Debugging RuntimeError: cholesky_cpu: For batch 2: U(77,77) is zero, singular U.
See original GitHub issueThis is an issue related to https://github.com/facebook/Ax/issues/228, https://github.com/facebook/Ax/issues/99, https://github.com/facebook/Ax/issues/308 and maybe some others as welll, but I’m more interested in two things:
- Is there a way to debug what is causing the failure? I think it is related to the bad-conditioning on the underlying GP model, but I’m not sure how to confirm this.
- When given a set of parameters for a trial generated from the model, is there a way to sample repeatedly in the neighborhood and return a mean and variance for the trial?

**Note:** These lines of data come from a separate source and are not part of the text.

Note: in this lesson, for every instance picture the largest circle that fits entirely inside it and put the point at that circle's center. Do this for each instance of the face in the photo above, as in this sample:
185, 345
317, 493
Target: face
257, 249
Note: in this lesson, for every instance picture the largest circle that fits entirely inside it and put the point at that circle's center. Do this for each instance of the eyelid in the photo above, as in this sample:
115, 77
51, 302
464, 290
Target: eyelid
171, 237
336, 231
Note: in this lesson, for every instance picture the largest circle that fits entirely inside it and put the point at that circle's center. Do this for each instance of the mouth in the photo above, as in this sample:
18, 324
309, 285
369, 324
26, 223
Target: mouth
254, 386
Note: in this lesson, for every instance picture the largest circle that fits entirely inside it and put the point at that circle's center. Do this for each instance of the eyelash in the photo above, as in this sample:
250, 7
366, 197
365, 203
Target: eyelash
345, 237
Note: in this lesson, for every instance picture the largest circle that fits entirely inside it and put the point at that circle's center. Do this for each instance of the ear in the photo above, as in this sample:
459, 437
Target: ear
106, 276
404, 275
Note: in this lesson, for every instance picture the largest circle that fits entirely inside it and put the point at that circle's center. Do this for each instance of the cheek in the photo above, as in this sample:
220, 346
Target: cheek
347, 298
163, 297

Using the service API, my experiment is setup as follows:
ax_client.create_experiment(
name="test_dct_slpEnrg",
parameters=[
{
"name" : "w1",
"type" : "range",
"value_type" : "float",
"bounds" : [1.0e-1, 1.0e2]
},
{
"name" : "w2",
"type" : "range",
"value_type" : "float",
"bounds" : [1.0, 1.0e2]
},
{
"name" : "w3",
"type" : "range",
"value_type" : "float",
"bounds" : [1.0e-3, 1.0]
},
{
"name" : "w4",
"type" : "range",
"value_type" : "int",
"bounds" : [10, 20]
},
{
"name" : "w5",
"type" : "range",
"value_type" : "int",
"bounds" : [2, 20]
}
],
objective_name ="Tc2_slpEnrg",
minimize=True,
parameter_constraints = [ "w4 >= w5", "w2 - w1 >= 0"
],
outcome_constraints = ["slp_speed <= 3", "engn_trq >= 0.001"],
choose_generation_strategy_kwargs=
{
"num_initialization_trials" : num_init,
"winsorize_botorch_model": True,
"winsorization_limits": (0.0, 0.3)
}
)
The sampled parameters are input into an evaluation function which internally runs an optimization routine which either converges and outputs a valid Tc2_slpEnrg, slp_speed, engn_trq
value. A valid value is indicated by a slp_speed <=3
which I have also placed as an outcome_constraint
. I was unsure of how to deal with parameter values which were ‘invalid (non-convergence)’ as discussed in https://github.com/facebook/Ax/issues/372.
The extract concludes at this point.